Prof. Naipal over onze vier weer seizoenen

“We hebben halfjaarlijkse regen en halfjaarlijkse droogte”

De hydroloog professor Sieuwnath Naipal wijst erop, dat Suriname zich van oudsher baseert op de vier seizoenen. De grote droge tijd vangt medio augustus aan en duurt tot half november. De kleine regentijd duurt van half november tot eind januari, de kleine droge tijd is van februari tot maart en de grote regentijd houdt doorgaans van april tot half augustus aan.

Ondertussen zijn klimaatveranderingen wereldwijd aan de orde van de dag. Naipal kijkt naar de manier waarop het weer zich momenteel in Suriname doet gelden en onderscheid twee periodes, de eerste wanneer er sprake is van veel water, wat omschreven kan worden als ‘wateroverlast’.

De tweede periode kenmerkt zich door watertekorten. Hij spreekt van een moesonklimaat. “We hebben halfjaarlijkse regen en halfjaarlijkse droogte. We moeten kijken wanneer wij een teveel of een tekort aan water hebben. Een overvloed aan water hebben wij vaak in de eerste helft en een tekort in de tweede helft van het jaar. Deze informatie is belangrijk voor de mensen op het veld, zoals landbouwers en watermanagers. Want als het water altijd in balans is dan hebben wij toch geen problemen?”, vraagt Naipal. “Hydrologen komen pas aan het woord als het droog of te nat is.” In geval van de eerste situatie moet er geïrrigeerd worden, bij de tweede is drainage de oplossing.

Bespreken

“Klimaatverandering vraagt erom, dat wij de vier seizoenen met elkaar moeten bespreken”, zegt Naipal. “Van belang is om na te gaan waarom wij het over de vier seizoenen hebben. Is het voor de statistieken?”, vraagt de professor zich af. “Of is het om te weten of wij teveel of te weinig water hebben en hoe wij moeten handelen?” Hij wijst ook op het belang om te weten welke invloed klimaatverandering heeft op deze zaken. Vooral om te weten hoe de rijstbouw, landbouw en infrastructuur, zoals waterwegen, er moeten komen uit te zien.

“De vier seizoenen waren lange tijd duidelijk, omdat het klimaat vrij stabiel was in vergelijking met nu”, merkt Naipal op.
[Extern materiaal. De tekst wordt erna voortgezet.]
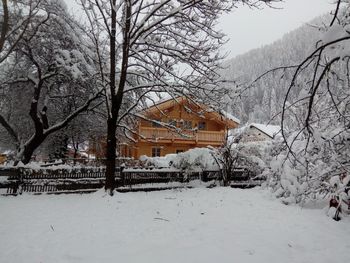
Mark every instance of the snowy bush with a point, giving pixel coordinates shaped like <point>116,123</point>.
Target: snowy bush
<point>316,169</point>
<point>197,159</point>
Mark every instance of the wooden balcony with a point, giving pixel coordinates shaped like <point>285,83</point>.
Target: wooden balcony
<point>188,137</point>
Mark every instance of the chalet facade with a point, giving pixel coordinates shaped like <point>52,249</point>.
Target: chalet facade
<point>175,126</point>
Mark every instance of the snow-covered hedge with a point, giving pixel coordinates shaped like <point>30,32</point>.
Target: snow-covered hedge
<point>197,159</point>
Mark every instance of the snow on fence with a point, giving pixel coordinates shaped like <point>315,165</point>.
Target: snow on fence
<point>18,180</point>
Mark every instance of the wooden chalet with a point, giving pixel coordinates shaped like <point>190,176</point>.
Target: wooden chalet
<point>177,125</point>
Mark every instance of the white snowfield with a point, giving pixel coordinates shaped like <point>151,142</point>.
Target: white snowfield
<point>194,225</point>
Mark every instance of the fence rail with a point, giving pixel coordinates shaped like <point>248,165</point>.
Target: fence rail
<point>18,180</point>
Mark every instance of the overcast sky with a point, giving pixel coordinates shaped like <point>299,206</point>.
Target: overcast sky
<point>252,28</point>
<point>248,29</point>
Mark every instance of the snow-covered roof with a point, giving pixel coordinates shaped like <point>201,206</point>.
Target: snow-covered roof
<point>270,130</point>
<point>229,116</point>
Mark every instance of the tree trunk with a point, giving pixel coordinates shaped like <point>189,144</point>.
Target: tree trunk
<point>30,147</point>
<point>110,155</point>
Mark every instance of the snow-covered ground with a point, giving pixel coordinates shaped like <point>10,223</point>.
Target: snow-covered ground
<point>191,225</point>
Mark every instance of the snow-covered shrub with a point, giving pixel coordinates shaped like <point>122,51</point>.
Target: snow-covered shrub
<point>317,168</point>
<point>197,159</point>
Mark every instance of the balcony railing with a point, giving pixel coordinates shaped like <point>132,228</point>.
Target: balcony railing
<point>162,134</point>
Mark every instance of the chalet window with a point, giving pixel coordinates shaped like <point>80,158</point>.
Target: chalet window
<point>187,125</point>
<point>156,123</point>
<point>201,125</point>
<point>172,122</point>
<point>155,152</point>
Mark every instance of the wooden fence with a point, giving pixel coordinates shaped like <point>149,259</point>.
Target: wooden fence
<point>18,180</point>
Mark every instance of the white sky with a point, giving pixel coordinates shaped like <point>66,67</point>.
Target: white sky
<point>248,29</point>
<point>251,28</point>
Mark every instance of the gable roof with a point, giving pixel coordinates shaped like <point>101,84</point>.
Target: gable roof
<point>269,130</point>
<point>222,117</point>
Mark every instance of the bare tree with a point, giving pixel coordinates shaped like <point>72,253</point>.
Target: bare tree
<point>315,117</point>
<point>49,60</point>
<point>154,47</point>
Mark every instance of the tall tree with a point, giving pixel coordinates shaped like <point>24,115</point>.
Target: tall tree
<point>51,64</point>
<point>155,46</point>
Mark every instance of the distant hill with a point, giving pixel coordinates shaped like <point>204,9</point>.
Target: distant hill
<point>264,100</point>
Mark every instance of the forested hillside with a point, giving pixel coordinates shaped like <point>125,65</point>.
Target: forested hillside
<point>262,101</point>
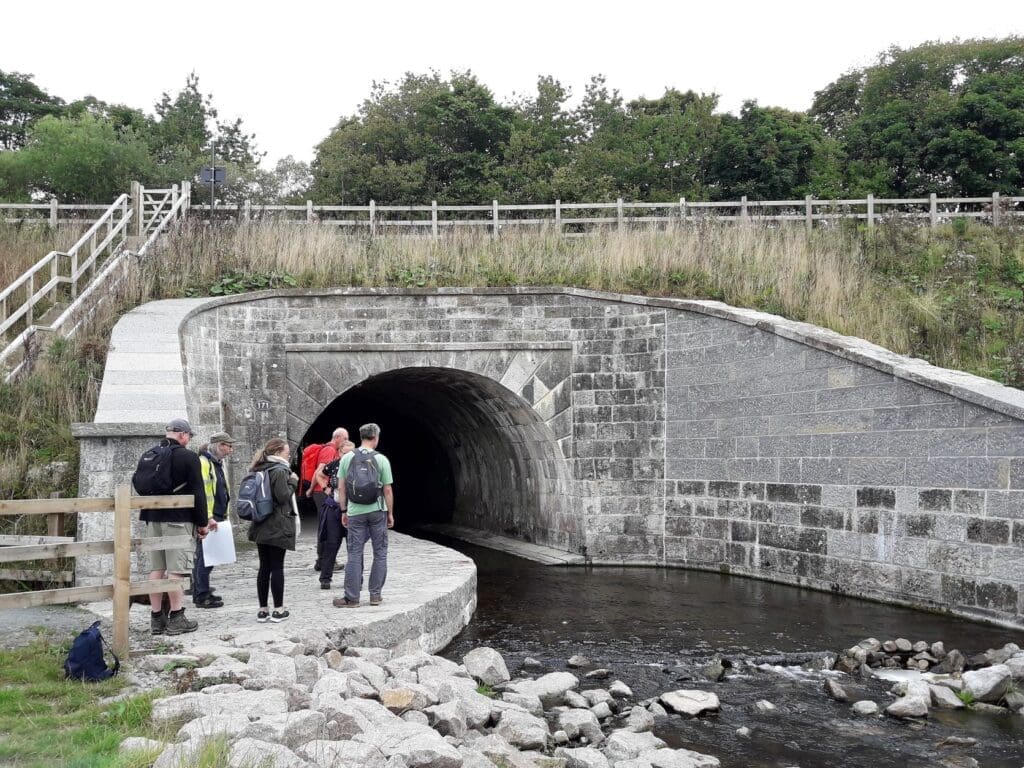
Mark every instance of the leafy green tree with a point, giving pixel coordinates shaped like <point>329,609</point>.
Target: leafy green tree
<point>22,103</point>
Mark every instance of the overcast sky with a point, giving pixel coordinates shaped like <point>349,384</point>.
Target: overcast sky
<point>290,70</point>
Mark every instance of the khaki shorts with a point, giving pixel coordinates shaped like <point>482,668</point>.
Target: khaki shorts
<point>172,560</point>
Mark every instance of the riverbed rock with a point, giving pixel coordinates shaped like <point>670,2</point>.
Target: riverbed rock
<point>639,720</point>
<point>690,702</point>
<point>549,688</point>
<point>835,690</point>
<point>250,752</point>
<point>486,666</point>
<point>865,708</point>
<point>908,707</point>
<point>944,697</point>
<point>989,684</point>
<point>623,744</point>
<point>522,729</point>
<point>582,757</point>
<point>953,664</point>
<point>578,723</point>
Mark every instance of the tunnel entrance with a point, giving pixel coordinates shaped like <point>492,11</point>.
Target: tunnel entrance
<point>464,450</point>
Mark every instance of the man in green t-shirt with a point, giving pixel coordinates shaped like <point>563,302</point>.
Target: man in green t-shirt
<point>366,520</point>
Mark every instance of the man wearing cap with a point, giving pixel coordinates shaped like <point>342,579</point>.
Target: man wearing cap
<point>211,459</point>
<point>186,478</point>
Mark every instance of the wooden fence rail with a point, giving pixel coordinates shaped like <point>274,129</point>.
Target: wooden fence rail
<point>123,504</point>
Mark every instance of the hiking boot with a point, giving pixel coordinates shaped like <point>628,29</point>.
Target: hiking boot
<point>158,623</point>
<point>177,624</point>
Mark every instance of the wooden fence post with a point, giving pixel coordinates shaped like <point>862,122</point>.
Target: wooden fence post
<point>122,566</point>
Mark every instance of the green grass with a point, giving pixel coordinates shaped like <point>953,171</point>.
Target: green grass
<point>49,722</point>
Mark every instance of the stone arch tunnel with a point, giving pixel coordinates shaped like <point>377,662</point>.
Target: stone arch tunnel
<point>633,430</point>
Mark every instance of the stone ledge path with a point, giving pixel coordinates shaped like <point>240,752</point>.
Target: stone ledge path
<point>429,596</point>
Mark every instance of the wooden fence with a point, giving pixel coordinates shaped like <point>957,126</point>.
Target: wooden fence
<point>577,217</point>
<point>122,587</point>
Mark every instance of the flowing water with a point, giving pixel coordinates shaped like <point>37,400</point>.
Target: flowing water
<point>655,628</point>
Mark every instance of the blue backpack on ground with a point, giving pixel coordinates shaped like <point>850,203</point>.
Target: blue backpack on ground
<point>85,660</point>
<point>255,502</point>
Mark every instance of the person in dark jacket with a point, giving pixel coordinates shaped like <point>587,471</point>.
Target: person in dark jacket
<point>186,478</point>
<point>275,534</point>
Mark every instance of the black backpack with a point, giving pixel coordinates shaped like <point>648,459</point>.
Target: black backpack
<point>153,475</point>
<point>85,660</point>
<point>363,478</point>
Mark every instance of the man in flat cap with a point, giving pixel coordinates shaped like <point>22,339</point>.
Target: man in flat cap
<point>211,457</point>
<point>170,469</point>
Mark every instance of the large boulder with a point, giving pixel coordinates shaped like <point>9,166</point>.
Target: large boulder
<point>582,757</point>
<point>989,684</point>
<point>522,730</point>
<point>690,702</point>
<point>249,752</point>
<point>486,666</point>
<point>342,755</point>
<point>578,723</point>
<point>549,688</point>
<point>624,744</point>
Je had in de kleine regentijd heel weinig neerslag, waardoor je relatief wat kon doen. “Je waterhuishouding kon nog ademen, maar nu blijkt dat die ademruimte er niet meer is”, licht Naipal toe. Hij wijst op de invloed van ‘La Niña’. “Ons gebied, de Guyana’s, zal in de toekomst droger worden.”

Naipal is er voorstander van om de ontwikkelingen van de laatste tijd door wateroverlast en watertekort te bekijken in relatie tot de vier gehanteerde seizoenen. Het beter voorbereid zijn op klimatologische veranderingen is daarbij zijn uitgangspunt. Voor de professor is het steeds de vraag of er een teveel of een tekort aan water is. “De gebruikers van water hebben hier baat bij als zij over deze informatie kunnen beschikken. Wat heb je aan de vier seizoenen als in de kleine droge tijd er zoveel water is, dat je niet meer kan praten over een droog seizoen?”, wil Naipal weten. “Gebruik maken van informatie is van belang om plannen te kunnen maken voor de gebruikers van water”, verduidelijkt de hydroloog.  

Bijdrage

Van belang is de eigen bijdrage van de mens aan de actuele situatie. “We weten dat het klimaat verandert, de duur en de intensiteit van de regen nemen toe, maar wat doen wij eraan om deze ontwikkelingen op te vangen?”, vraagt Naipal. De professor wijst erop dat niet alle ‘klappen’ zijn op te vangen. “Maar, je kan ze wel enigszins verzachten”, besluit Naipal.

RB

error: Kopiëren mag niet!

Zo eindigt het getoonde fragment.